8 Step 5: Covariates
We select 2 types of covariates for the next step (to analyze using propensity score or other alternative approaches):
8.1 Ideal number of prioritised covariates
Based on calculated \(log-absolute-bias\), we select top k
recurrence covariates to be used in the hdPS analyses later. Below is a plot of all of the absolute log of the Bias Multiplier:
We used \(k = 100\) covariates selected by the hdPS algorithm (we call them ‘hdPS covariates’). What should be the cutpoint?
Absolute log of the Bias Multiplier has a null value of 0. Anything above 0 is an indication of confounding bias adjusted by the adjustment of the associated recurrent covariate. For large proxy data sources, \(k = 500\) is suggested (Schneeweiss et al. 2009).

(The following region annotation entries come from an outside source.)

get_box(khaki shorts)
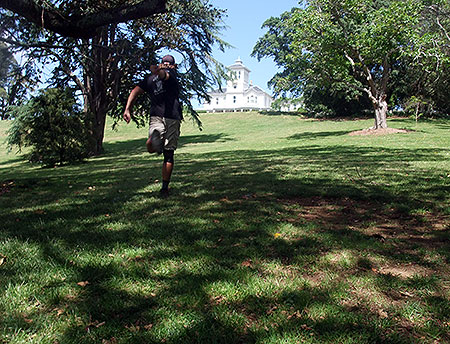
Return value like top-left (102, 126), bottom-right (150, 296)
top-left (148, 116), bottom-right (180, 150)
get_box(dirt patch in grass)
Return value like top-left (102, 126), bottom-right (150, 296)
top-left (349, 128), bottom-right (411, 136)
top-left (0, 180), bottom-right (15, 196)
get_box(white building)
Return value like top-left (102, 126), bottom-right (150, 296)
top-left (203, 58), bottom-right (273, 112)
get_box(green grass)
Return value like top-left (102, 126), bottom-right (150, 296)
top-left (0, 113), bottom-right (450, 344)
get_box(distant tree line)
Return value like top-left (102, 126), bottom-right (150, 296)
top-left (253, 0), bottom-right (450, 128)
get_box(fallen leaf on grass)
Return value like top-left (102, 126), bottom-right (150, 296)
top-left (241, 260), bottom-right (252, 267)
top-left (23, 316), bottom-right (33, 324)
top-left (53, 308), bottom-right (64, 317)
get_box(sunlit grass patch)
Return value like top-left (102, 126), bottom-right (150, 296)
top-left (0, 113), bottom-right (450, 344)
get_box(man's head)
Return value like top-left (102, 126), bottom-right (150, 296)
top-left (161, 55), bottom-right (175, 66)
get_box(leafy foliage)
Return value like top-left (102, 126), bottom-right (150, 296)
top-left (0, 0), bottom-right (227, 154)
top-left (8, 88), bottom-right (87, 166)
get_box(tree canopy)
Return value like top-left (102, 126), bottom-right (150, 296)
top-left (0, 0), bottom-right (227, 154)
top-left (0, 0), bottom-right (166, 38)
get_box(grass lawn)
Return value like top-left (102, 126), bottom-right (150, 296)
top-left (0, 113), bottom-right (450, 344)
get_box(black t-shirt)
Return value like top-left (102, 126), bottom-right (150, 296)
top-left (138, 69), bottom-right (183, 120)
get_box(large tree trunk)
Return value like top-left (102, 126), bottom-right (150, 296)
top-left (372, 95), bottom-right (388, 129)
top-left (84, 26), bottom-right (115, 155)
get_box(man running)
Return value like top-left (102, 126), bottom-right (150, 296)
top-left (123, 55), bottom-right (183, 198)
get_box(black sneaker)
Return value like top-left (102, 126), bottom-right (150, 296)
top-left (159, 189), bottom-right (169, 198)
top-left (150, 129), bottom-right (164, 154)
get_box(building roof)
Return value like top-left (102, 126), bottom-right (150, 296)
top-left (228, 57), bottom-right (251, 73)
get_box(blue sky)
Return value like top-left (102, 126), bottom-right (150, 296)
top-left (210, 0), bottom-right (298, 94)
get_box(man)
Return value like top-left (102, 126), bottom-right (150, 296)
top-left (123, 55), bottom-right (183, 197)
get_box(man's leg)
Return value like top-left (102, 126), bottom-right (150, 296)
top-left (160, 149), bottom-right (174, 196)
top-left (161, 118), bottom-right (180, 197)
top-left (145, 116), bottom-right (165, 154)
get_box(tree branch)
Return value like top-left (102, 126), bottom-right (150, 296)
top-left (0, 0), bottom-right (166, 38)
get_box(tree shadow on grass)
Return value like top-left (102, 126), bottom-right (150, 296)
top-left (0, 141), bottom-right (448, 343)
top-left (287, 131), bottom-right (350, 140)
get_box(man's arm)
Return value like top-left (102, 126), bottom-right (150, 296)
top-left (123, 86), bottom-right (144, 123)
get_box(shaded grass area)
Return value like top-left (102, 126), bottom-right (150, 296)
top-left (0, 113), bottom-right (450, 343)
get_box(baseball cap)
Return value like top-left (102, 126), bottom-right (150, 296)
top-left (162, 55), bottom-right (175, 64)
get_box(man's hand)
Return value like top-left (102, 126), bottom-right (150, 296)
top-left (123, 109), bottom-right (131, 124)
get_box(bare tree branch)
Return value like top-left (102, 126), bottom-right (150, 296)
top-left (0, 0), bottom-right (166, 38)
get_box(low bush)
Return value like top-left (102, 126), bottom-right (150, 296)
top-left (8, 88), bottom-right (87, 166)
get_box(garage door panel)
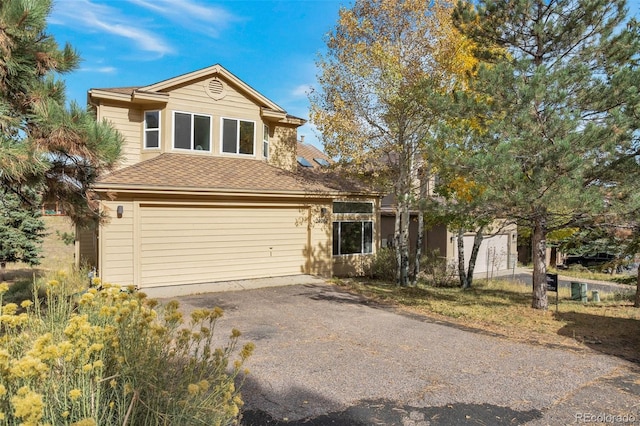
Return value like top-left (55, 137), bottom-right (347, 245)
top-left (455, 234), bottom-right (509, 273)
top-left (140, 206), bottom-right (309, 287)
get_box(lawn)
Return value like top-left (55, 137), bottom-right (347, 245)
top-left (338, 279), bottom-right (640, 362)
top-left (0, 216), bottom-right (74, 283)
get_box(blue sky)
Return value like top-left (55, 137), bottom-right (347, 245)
top-left (48, 0), bottom-right (351, 147)
top-left (48, 0), bottom-right (640, 151)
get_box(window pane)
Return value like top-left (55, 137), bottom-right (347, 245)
top-left (362, 222), bottom-right (373, 253)
top-left (193, 115), bottom-right (211, 151)
top-left (340, 222), bottom-right (362, 254)
top-left (240, 121), bottom-right (255, 154)
top-left (173, 112), bottom-right (191, 149)
top-left (333, 201), bottom-right (373, 213)
top-left (222, 118), bottom-right (238, 154)
top-left (333, 222), bottom-right (340, 256)
top-left (144, 111), bottom-right (160, 129)
top-left (145, 130), bottom-right (160, 148)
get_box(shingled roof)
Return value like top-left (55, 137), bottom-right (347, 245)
top-left (95, 153), bottom-right (368, 194)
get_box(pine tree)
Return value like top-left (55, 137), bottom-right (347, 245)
top-left (454, 0), bottom-right (640, 309)
top-left (0, 0), bottom-right (122, 228)
top-left (0, 192), bottom-right (45, 279)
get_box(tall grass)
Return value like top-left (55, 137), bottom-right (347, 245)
top-left (0, 273), bottom-right (253, 426)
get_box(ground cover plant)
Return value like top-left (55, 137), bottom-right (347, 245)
top-left (338, 279), bottom-right (640, 362)
top-left (0, 272), bottom-right (253, 426)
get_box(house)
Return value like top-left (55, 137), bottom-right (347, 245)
top-left (76, 65), bottom-right (380, 289)
top-left (380, 184), bottom-right (518, 275)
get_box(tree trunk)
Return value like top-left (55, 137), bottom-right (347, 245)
top-left (411, 208), bottom-right (424, 286)
top-left (531, 214), bottom-right (548, 309)
top-left (464, 226), bottom-right (484, 288)
top-left (633, 267), bottom-right (640, 308)
top-left (456, 228), bottom-right (469, 288)
top-left (398, 195), bottom-right (409, 286)
top-left (393, 202), bottom-right (402, 284)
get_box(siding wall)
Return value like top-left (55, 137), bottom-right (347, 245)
top-left (99, 201), bottom-right (137, 285)
top-left (98, 74), bottom-right (297, 170)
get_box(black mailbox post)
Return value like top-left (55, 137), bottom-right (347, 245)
top-left (547, 274), bottom-right (558, 312)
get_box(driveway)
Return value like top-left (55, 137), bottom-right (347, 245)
top-left (172, 281), bottom-right (640, 426)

8.2 Investigator-specified covariates
\(25\) investigator-specified covariates are selected based on variables in the DAG that are available in the data set.
We should also add necessary interactions of these investigator-specified covariates, or add other useful model-specifications (e.g., polynomials).
- 14 demographic, behavioral, health history related variables
- Mostly categorical
- 11 lab variables
- Mostly continuous
8.3 hdPS model
C = investigator-specified covariates and EC = hdPS covariates (Schneeweiss et al. 2009)
Then the hdPS can be used as matching, weighting, stratifying variables, or as covariates (usuallly in deciles) in outcome model.